Yüce dinimiz İslamiyet çalışkan olmayı emretmiştir. İslamiyet’te uyuşukluğun miskinliğin, tembelliğin yeri yoktur: Yüce Allah, Kuran-ı Kerim’de: “Yeryüzüne dağılınız ve Allah’ın fazlından nasiplerinizi arayınız” emrini vermiştir. Ayrıca: “İnsan ancak çalıştığı kadarına sahip olur, ona çalışmasının karşılığı eksiksiz verilecektir” buyurmuştur.
Allah buyruğundan da anlaşılıyor ki: İnsan arayacaktır ve bulacaktır. İnsanın çalışmasından başka sermayesi yoktur. Çalışan mükâfatını mutlaka görecektir. İnsan, ancak emeğinin karşılığını alabilir. Dünyada kimin emeği çok olursa nasibi de çok olacaktır.

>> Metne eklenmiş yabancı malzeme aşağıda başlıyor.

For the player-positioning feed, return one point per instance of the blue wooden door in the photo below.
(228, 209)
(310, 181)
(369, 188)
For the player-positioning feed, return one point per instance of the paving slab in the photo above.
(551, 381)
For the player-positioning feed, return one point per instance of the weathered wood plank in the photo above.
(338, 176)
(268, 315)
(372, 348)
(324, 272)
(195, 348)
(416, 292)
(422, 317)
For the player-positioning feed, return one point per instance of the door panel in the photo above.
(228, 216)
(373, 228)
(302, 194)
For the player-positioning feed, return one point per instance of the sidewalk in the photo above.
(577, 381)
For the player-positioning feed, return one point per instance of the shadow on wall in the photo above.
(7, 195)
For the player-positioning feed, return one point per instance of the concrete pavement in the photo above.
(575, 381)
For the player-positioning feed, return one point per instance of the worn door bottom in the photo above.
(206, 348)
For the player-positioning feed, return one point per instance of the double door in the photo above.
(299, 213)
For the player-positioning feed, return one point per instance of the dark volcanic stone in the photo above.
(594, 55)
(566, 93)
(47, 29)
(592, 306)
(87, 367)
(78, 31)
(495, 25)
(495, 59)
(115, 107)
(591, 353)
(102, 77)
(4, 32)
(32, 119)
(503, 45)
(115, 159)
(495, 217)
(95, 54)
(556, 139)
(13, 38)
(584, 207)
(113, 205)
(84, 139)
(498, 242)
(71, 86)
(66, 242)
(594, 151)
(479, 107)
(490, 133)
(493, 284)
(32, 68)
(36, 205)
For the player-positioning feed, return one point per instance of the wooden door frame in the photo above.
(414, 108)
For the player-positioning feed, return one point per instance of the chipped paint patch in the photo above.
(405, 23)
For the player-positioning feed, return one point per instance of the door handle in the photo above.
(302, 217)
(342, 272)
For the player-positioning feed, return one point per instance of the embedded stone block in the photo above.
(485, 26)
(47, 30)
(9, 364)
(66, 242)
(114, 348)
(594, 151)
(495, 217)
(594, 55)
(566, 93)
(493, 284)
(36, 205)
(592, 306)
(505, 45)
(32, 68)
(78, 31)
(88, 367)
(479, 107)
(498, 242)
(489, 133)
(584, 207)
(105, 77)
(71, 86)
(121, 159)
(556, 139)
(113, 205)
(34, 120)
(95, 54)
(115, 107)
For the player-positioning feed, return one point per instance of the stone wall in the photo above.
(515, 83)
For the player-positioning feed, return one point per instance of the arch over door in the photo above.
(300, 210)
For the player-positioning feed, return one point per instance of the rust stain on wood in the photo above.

Kendi tutum ve davranışlarıyla insanlara çalışma yolunu gösteren ve örnek olan Peygamberimiz Hz. Muhammed, ümmetine çalışkan olmayı öğütlemiştir: “İki günü birbirine eşit olan ziyandadır” diyen Hz. Muhammed: “Hiç ölmeyecekmiş gibi dünya için, yarın ölecekmiş gibi ahiret için çalış” buyurmuşlardır...
“Hiç kimse, kendi elinin emeği ile kazandığından daha hayırlı bir lokma yememiştir” diyen Hz. Peygamberimiz: “Allah her kulunu çalışması kadar rızıklandırır” demişler ve: “Dünya için namusuyla çalışanlar şehitler derecesindedir” müjdesini vermişlerdir.
Disiplinli ve Düzenli Çalışmak
Hayatta disiplinli çalışmaya kendisini alıştıran insanlar için, çalışmak sıkıntı değil bir zevktir, eğlencedir. Benjamin Franklin: “Bir saatlik çalışma bir ay dinlenmeden daha çok sevinç yaratır, huysuzlukları gideriri ve işimizi bitirir” diyor.
Bilelim ki: Başarısızlığın en önemli sebebi çalışmamaktır, tembelliği alışkanlık haline getirmektir. “İşsizlik ve tembellik, vücudu çalışmaktan fazla yıpratır”. Çalışmayan vücut yorgundur...
İnsan çalıştıkça açılır, işe alışır, huzura kavuşur ve zor işleri kolaylaştırır...
Verimli çalışmak için önce kendimize güven duymalıyız: “Ben bu işin üstesinden gelirim” diyebilmeliyiz. Kendine güvenerek çalışan insan, geleceğe güvenle ve ümitle bakar.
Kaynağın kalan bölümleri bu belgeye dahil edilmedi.